The National Association of Government Contractors shares this view.

“Compromise will be necessary to avoid sequestration,” NAGC’s VP for communications Simon Brody said in a statement to TPM. “Considering whether to increase revenues or make funding cuts will require careful consideration by legislators, but examining all alternatives is certainly preferable to letting sweeping automatic cuts take effect.”

That’s a real break with the prevailing GOP insistence that higher taxes must not be part of any plan to avoid the sequester. And it’s the rift Rep. Andrews was hoping to expose in his line of questioning.

“I was very pleased with that answer,” Andrews told TPM in a hallway interview Thursday. “I think the defense leaders have been really public spirited and open-minded about this, and I think they’re acting very responsibly and I trust and hope that they will speak favorably about a balanced approach that includes revenue and spending cuts that neither side wants but that will avoid the sequester and reduce the deficit.”

Andrew’s said he’s had private discussions with other senior defense executives who shared the same view, but declined to provide further details.

“I do think you’re going to see a coalition of responsible people emerge — unfortunately it’s going to be in the lame duck, not prior — that’s going to support entitlement support that Democrats don’t want, revenue increases that Republicans don’t want, but deficit reduction that everybody wants, without mindless, across the board cuts in programs.”

Early indications support that view. A group of Republicans led by Sen. Lindsey Graham (R-SC) have proposed staving off or eliminating the sequester with a package that could include revenue from higher service fees and tax loophole closures, but not from rate increases.
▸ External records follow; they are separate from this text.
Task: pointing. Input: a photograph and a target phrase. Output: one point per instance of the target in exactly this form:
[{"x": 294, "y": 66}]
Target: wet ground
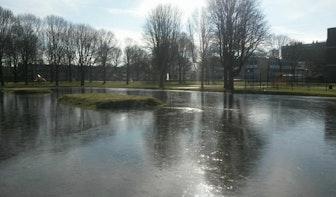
[{"x": 200, "y": 144}]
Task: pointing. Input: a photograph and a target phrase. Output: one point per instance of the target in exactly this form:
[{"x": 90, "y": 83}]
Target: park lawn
[
  {"x": 109, "y": 101},
  {"x": 283, "y": 88},
  {"x": 29, "y": 90}
]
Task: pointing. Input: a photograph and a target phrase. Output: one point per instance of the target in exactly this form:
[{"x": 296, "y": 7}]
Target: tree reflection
[
  {"x": 230, "y": 148},
  {"x": 31, "y": 122},
  {"x": 330, "y": 124}
]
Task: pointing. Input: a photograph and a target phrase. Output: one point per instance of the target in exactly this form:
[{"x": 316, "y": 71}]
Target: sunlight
[{"x": 186, "y": 6}]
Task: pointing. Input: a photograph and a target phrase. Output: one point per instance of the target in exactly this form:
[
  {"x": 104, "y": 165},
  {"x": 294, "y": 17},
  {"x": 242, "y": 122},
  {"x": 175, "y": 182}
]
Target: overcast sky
[{"x": 302, "y": 20}]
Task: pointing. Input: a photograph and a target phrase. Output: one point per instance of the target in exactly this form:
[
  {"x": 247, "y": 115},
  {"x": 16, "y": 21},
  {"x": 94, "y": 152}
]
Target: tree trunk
[
  {"x": 57, "y": 74},
  {"x": 1, "y": 72},
  {"x": 25, "y": 64},
  {"x": 82, "y": 73},
  {"x": 70, "y": 71},
  {"x": 1, "y": 75}
]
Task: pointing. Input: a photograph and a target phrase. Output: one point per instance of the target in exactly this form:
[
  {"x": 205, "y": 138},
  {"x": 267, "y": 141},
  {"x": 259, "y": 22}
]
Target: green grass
[
  {"x": 109, "y": 101},
  {"x": 283, "y": 88},
  {"x": 28, "y": 90}
]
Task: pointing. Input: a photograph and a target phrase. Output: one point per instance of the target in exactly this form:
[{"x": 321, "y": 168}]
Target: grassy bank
[
  {"x": 240, "y": 87},
  {"x": 109, "y": 101},
  {"x": 28, "y": 90}
]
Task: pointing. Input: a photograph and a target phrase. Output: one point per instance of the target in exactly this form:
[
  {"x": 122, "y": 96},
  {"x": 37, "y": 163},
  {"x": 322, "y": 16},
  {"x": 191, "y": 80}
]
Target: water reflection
[{"x": 200, "y": 144}]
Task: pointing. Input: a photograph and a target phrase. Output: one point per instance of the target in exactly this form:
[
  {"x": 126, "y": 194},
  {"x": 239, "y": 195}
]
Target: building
[{"x": 330, "y": 68}]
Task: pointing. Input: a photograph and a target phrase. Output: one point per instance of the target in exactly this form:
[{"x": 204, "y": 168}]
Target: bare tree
[
  {"x": 184, "y": 56},
  {"x": 240, "y": 28},
  {"x": 204, "y": 30},
  {"x": 161, "y": 31},
  {"x": 85, "y": 42},
  {"x": 29, "y": 33},
  {"x": 105, "y": 53},
  {"x": 6, "y": 22},
  {"x": 70, "y": 48},
  {"x": 55, "y": 31}
]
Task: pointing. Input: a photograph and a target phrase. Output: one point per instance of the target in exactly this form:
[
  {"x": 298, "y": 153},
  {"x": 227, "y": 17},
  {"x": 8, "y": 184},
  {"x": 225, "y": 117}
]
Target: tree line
[{"x": 226, "y": 34}]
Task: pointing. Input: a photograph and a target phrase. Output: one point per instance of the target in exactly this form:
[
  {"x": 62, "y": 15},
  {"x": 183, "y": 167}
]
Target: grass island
[
  {"x": 109, "y": 101},
  {"x": 28, "y": 90}
]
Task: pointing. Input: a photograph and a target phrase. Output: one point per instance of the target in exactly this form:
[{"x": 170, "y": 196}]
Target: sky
[{"x": 302, "y": 20}]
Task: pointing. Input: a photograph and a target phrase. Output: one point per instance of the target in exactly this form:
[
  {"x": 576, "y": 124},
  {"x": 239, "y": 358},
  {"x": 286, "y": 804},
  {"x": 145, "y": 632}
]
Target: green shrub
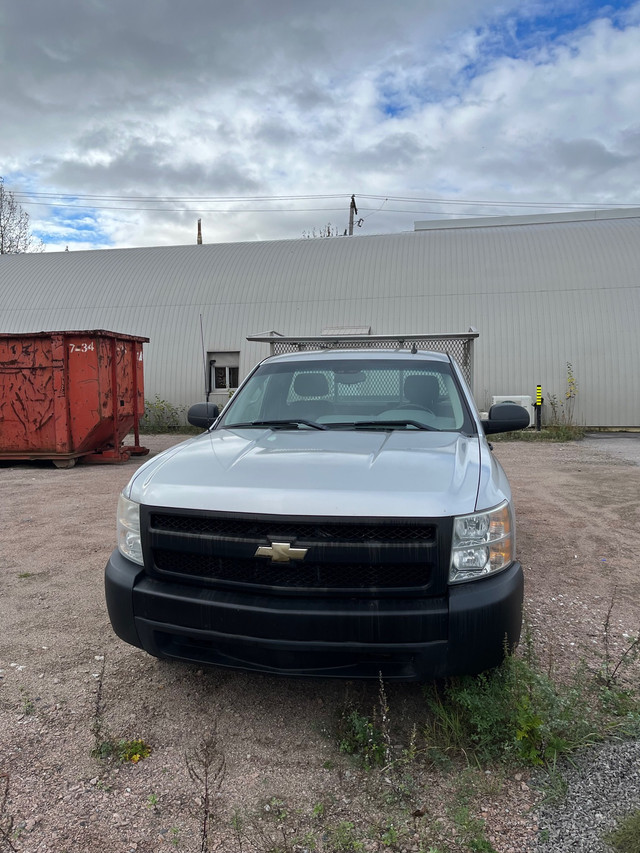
[{"x": 162, "y": 417}]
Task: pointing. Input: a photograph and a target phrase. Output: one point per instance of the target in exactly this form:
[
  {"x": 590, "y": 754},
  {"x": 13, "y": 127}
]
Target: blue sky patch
[{"x": 529, "y": 31}]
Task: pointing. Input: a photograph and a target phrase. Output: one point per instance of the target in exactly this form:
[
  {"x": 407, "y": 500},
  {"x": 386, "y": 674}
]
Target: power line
[{"x": 25, "y": 198}]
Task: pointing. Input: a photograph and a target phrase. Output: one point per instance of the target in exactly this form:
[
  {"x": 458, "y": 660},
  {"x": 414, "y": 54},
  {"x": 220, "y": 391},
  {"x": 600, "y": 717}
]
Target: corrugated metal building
[{"x": 542, "y": 291}]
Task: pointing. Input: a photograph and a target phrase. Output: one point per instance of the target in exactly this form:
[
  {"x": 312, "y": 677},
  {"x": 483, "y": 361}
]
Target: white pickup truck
[{"x": 343, "y": 517}]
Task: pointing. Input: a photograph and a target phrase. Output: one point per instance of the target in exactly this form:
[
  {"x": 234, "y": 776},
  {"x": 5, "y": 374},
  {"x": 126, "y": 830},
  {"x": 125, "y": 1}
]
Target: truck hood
[{"x": 320, "y": 473}]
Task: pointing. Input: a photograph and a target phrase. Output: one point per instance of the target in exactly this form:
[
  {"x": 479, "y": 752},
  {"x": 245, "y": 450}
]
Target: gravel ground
[{"x": 65, "y": 679}]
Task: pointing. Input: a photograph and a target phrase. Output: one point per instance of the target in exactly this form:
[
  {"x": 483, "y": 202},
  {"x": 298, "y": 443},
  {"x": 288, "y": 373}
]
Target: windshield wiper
[
  {"x": 291, "y": 422},
  {"x": 384, "y": 425}
]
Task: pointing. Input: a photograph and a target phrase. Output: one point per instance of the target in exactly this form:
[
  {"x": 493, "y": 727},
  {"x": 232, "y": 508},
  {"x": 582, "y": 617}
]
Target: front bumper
[{"x": 407, "y": 639}]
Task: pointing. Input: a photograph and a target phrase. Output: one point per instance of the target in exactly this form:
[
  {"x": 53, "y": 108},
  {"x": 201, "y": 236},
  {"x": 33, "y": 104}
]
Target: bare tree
[{"x": 15, "y": 234}]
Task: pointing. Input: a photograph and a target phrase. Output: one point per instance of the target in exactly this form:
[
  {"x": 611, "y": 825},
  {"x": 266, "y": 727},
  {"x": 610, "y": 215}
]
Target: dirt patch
[{"x": 68, "y": 681}]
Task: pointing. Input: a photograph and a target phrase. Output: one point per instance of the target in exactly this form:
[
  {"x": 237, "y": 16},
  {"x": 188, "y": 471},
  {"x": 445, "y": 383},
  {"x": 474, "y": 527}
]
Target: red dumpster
[{"x": 69, "y": 396}]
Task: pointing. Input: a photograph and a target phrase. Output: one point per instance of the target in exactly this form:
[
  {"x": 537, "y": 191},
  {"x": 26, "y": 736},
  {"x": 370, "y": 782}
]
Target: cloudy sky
[{"x": 124, "y": 121}]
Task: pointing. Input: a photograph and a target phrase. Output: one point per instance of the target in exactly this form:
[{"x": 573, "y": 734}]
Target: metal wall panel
[{"x": 541, "y": 294}]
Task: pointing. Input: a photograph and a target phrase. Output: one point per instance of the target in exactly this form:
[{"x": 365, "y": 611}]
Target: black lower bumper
[{"x": 405, "y": 639}]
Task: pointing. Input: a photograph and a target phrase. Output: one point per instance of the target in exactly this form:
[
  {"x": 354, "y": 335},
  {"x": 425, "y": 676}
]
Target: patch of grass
[
  {"x": 344, "y": 837},
  {"x": 553, "y": 432},
  {"x": 161, "y": 417},
  {"x": 359, "y": 736},
  {"x": 515, "y": 713},
  {"x": 123, "y": 751},
  {"x": 626, "y": 838}
]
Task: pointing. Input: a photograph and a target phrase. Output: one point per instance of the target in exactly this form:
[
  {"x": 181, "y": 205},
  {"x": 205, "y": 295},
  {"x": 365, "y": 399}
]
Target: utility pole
[{"x": 352, "y": 209}]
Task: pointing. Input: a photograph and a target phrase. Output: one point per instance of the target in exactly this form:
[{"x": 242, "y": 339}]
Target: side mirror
[
  {"x": 505, "y": 417},
  {"x": 203, "y": 414}
]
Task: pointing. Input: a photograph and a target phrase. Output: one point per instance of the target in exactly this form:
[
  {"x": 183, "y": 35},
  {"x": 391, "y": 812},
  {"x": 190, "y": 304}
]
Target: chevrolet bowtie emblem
[{"x": 281, "y": 552}]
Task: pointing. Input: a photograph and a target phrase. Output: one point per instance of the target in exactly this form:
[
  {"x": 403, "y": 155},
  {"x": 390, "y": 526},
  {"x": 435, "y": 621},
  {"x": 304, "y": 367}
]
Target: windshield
[{"x": 350, "y": 394}]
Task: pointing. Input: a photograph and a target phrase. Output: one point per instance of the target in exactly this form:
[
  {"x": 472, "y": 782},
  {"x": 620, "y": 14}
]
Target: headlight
[
  {"x": 483, "y": 543},
  {"x": 129, "y": 543}
]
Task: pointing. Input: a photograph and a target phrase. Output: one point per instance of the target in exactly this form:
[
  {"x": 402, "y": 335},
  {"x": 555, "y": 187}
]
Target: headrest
[
  {"x": 421, "y": 389},
  {"x": 311, "y": 385}
]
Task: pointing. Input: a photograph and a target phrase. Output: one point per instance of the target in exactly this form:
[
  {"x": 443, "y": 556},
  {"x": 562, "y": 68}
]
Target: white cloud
[{"x": 150, "y": 99}]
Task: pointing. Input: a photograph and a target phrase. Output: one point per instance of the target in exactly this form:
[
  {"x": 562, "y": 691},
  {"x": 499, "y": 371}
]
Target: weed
[
  {"x": 6, "y": 819},
  {"x": 390, "y": 836},
  {"x": 207, "y": 767},
  {"x": 626, "y": 837},
  {"x": 344, "y": 837},
  {"x": 161, "y": 416},
  {"x": 611, "y": 668},
  {"x": 28, "y": 705},
  {"x": 104, "y": 745},
  {"x": 368, "y": 738},
  {"x": 514, "y": 712},
  {"x": 551, "y": 432},
  {"x": 358, "y": 735}
]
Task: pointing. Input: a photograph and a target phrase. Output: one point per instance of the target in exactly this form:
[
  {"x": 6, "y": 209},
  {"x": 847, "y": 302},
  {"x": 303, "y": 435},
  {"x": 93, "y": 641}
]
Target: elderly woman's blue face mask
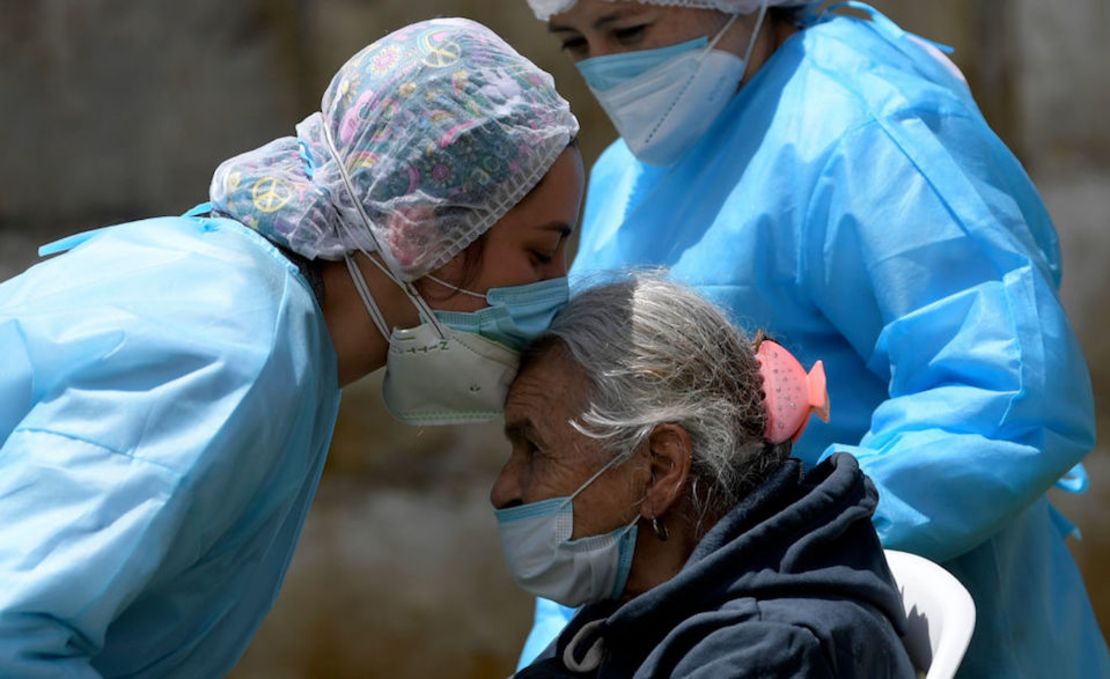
[{"x": 542, "y": 488}]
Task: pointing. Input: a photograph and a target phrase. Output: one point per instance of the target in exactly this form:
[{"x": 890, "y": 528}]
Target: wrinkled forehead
[{"x": 550, "y": 389}]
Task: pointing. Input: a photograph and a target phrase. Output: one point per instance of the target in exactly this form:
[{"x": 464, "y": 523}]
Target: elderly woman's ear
[{"x": 669, "y": 451}]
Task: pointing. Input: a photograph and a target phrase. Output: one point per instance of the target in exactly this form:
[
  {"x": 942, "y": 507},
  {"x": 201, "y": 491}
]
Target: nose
[
  {"x": 506, "y": 488},
  {"x": 555, "y": 269}
]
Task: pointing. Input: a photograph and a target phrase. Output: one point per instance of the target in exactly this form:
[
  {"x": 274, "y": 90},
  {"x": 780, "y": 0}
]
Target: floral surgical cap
[
  {"x": 441, "y": 128},
  {"x": 544, "y": 9}
]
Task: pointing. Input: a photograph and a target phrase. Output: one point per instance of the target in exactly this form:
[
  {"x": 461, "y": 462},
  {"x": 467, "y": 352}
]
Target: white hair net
[
  {"x": 544, "y": 9},
  {"x": 441, "y": 128}
]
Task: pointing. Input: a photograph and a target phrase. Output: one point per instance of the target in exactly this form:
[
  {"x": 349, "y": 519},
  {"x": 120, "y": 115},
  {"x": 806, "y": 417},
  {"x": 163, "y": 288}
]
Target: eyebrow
[
  {"x": 601, "y": 23},
  {"x": 563, "y": 227}
]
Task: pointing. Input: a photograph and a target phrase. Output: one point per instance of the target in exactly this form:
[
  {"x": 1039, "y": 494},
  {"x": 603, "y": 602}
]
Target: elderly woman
[
  {"x": 651, "y": 480},
  {"x": 169, "y": 387},
  {"x": 829, "y": 176}
]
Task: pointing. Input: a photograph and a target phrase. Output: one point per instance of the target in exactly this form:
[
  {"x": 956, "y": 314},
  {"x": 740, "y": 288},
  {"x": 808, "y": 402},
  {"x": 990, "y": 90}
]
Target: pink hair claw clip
[{"x": 791, "y": 394}]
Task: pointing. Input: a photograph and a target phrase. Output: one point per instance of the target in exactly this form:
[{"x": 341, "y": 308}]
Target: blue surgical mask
[
  {"x": 545, "y": 561},
  {"x": 514, "y": 316},
  {"x": 662, "y": 101},
  {"x": 608, "y": 71}
]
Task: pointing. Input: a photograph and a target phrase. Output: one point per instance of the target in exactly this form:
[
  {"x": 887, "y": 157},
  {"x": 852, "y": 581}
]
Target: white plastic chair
[{"x": 940, "y": 614}]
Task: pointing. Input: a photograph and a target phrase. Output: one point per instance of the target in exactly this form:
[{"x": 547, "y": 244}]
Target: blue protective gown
[
  {"x": 168, "y": 393},
  {"x": 853, "y": 201}
]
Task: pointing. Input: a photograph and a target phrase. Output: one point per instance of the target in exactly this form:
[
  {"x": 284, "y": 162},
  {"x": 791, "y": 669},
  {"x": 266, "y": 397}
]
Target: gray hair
[{"x": 655, "y": 352}]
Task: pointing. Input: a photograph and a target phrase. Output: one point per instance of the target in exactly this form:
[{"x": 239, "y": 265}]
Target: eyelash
[{"x": 631, "y": 34}]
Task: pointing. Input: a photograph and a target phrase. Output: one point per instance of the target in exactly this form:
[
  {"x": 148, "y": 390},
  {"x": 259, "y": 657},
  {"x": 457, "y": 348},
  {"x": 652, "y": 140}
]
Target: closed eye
[{"x": 632, "y": 34}]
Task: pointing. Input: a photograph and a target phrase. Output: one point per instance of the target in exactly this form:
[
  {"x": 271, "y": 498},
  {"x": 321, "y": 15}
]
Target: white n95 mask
[
  {"x": 663, "y": 100},
  {"x": 545, "y": 561},
  {"x": 456, "y": 366},
  {"x": 455, "y": 378}
]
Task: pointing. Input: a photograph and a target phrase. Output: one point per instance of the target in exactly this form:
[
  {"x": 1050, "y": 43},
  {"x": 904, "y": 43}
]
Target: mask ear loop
[
  {"x": 616, "y": 460},
  {"x": 755, "y": 37},
  {"x": 455, "y": 287},
  {"x": 425, "y": 312},
  {"x": 720, "y": 33},
  {"x": 367, "y": 300}
]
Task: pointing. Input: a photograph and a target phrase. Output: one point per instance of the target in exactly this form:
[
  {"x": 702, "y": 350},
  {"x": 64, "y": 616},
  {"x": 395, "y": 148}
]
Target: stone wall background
[{"x": 118, "y": 109}]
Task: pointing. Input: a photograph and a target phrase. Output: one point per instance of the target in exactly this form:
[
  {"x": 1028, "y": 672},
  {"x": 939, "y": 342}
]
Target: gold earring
[{"x": 661, "y": 530}]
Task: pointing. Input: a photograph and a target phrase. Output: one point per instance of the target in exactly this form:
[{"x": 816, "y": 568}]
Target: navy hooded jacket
[{"x": 790, "y": 583}]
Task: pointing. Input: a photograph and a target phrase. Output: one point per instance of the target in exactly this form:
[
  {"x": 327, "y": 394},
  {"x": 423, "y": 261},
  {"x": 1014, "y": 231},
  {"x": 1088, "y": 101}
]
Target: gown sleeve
[
  {"x": 938, "y": 265},
  {"x": 113, "y": 402},
  {"x": 86, "y": 528}
]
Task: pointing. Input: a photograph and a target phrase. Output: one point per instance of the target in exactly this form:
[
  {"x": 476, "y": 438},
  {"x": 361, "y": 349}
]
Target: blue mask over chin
[
  {"x": 515, "y": 315},
  {"x": 608, "y": 71}
]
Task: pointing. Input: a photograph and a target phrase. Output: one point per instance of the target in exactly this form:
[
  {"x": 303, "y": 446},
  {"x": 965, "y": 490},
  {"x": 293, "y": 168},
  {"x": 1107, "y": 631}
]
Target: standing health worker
[
  {"x": 830, "y": 179},
  {"x": 169, "y": 387}
]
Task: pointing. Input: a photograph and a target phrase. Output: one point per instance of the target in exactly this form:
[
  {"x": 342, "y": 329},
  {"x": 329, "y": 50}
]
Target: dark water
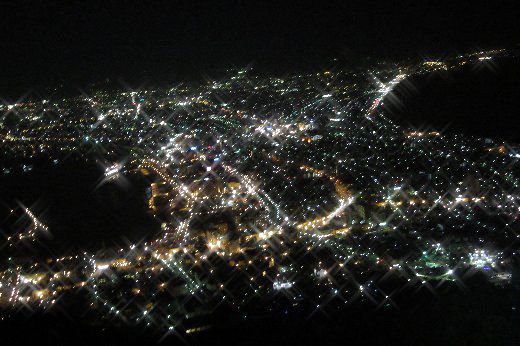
[
  {"x": 481, "y": 99},
  {"x": 80, "y": 212}
]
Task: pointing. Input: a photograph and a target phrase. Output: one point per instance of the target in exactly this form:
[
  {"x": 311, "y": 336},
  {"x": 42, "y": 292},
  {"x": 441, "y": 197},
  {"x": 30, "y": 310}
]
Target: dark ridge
[{"x": 481, "y": 99}]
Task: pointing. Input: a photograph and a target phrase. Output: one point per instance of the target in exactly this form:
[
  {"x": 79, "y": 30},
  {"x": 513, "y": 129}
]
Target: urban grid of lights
[{"x": 298, "y": 187}]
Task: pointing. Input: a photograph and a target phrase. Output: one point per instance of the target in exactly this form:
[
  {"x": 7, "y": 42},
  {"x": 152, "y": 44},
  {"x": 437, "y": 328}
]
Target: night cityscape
[{"x": 278, "y": 195}]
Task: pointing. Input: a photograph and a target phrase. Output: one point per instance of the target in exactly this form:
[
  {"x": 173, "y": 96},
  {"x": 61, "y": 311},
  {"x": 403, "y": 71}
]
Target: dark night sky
[{"x": 77, "y": 42}]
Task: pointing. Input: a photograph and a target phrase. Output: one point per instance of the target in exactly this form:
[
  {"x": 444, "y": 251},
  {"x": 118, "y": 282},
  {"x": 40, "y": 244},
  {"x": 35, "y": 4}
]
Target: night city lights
[{"x": 188, "y": 210}]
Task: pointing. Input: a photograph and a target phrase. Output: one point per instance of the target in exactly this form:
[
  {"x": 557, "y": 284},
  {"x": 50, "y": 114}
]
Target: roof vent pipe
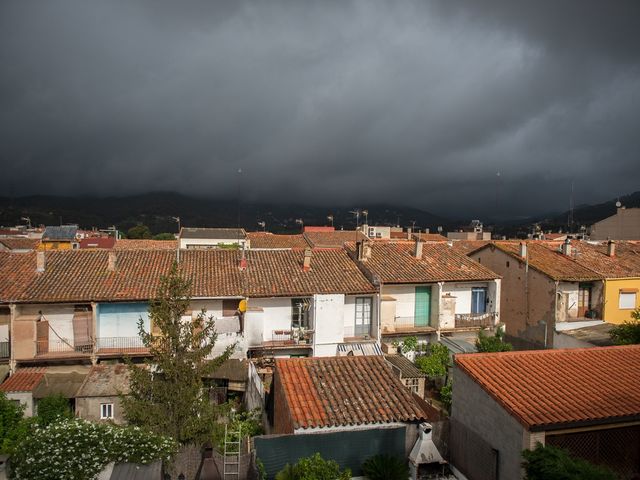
[
  {"x": 111, "y": 261},
  {"x": 306, "y": 264},
  {"x": 523, "y": 250},
  {"x": 41, "y": 261},
  {"x": 418, "y": 249}
]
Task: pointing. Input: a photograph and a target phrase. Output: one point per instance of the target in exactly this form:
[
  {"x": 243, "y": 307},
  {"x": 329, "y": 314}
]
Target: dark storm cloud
[{"x": 456, "y": 107}]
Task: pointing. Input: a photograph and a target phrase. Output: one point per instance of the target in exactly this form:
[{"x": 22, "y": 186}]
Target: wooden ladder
[{"x": 231, "y": 461}]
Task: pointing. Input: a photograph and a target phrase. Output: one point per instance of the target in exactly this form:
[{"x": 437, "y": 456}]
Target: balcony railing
[
  {"x": 4, "y": 350},
  {"x": 120, "y": 345},
  {"x": 62, "y": 348},
  {"x": 470, "y": 320},
  {"x": 290, "y": 338}
]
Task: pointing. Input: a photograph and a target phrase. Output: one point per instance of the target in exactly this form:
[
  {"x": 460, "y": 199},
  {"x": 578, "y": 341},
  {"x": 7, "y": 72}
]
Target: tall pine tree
[{"x": 167, "y": 395}]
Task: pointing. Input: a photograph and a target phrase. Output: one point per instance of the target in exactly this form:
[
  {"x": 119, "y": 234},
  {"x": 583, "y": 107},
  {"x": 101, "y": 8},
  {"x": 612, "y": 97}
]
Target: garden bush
[{"x": 79, "y": 450}]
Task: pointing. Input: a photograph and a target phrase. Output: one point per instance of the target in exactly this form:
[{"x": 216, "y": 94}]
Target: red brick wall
[{"x": 282, "y": 422}]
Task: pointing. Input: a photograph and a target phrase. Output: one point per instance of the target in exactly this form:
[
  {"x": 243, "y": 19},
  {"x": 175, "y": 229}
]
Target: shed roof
[
  {"x": 341, "y": 391},
  {"x": 60, "y": 233},
  {"x": 215, "y": 233},
  {"x": 552, "y": 389}
]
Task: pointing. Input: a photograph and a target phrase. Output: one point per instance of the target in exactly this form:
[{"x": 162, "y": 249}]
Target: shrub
[
  {"x": 436, "y": 363},
  {"x": 385, "y": 467},
  {"x": 627, "y": 333},
  {"x": 78, "y": 449},
  {"x": 52, "y": 409},
  {"x": 446, "y": 395},
  {"x": 313, "y": 468},
  {"x": 549, "y": 462},
  {"x": 494, "y": 343}
]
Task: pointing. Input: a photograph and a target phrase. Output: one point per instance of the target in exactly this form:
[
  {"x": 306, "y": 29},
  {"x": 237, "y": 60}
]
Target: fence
[
  {"x": 471, "y": 454},
  {"x": 616, "y": 448},
  {"x": 349, "y": 448}
]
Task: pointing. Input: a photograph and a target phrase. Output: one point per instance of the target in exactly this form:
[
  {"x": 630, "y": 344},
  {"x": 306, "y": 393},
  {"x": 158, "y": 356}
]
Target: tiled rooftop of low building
[
  {"x": 343, "y": 391},
  {"x": 546, "y": 389},
  {"x": 394, "y": 262}
]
Graham’s leadership isn’t on board at the moment, but they sense the danger.

“We’ve got to come to a resolution on the issue before the lame duck,” said Sen. Jon Kyl (R-AZ) — the minority whip and an ardent anti-tax Republican — at a press conference in late July. “If we do not, the pressure to make a deal in context of raising all the tax rates to prevent the fiscal cliff Jan. 1 will be so great that I’m afraid defense will wind up suffering or we’ll have to end up raising taxes to an extent that harms the economy.”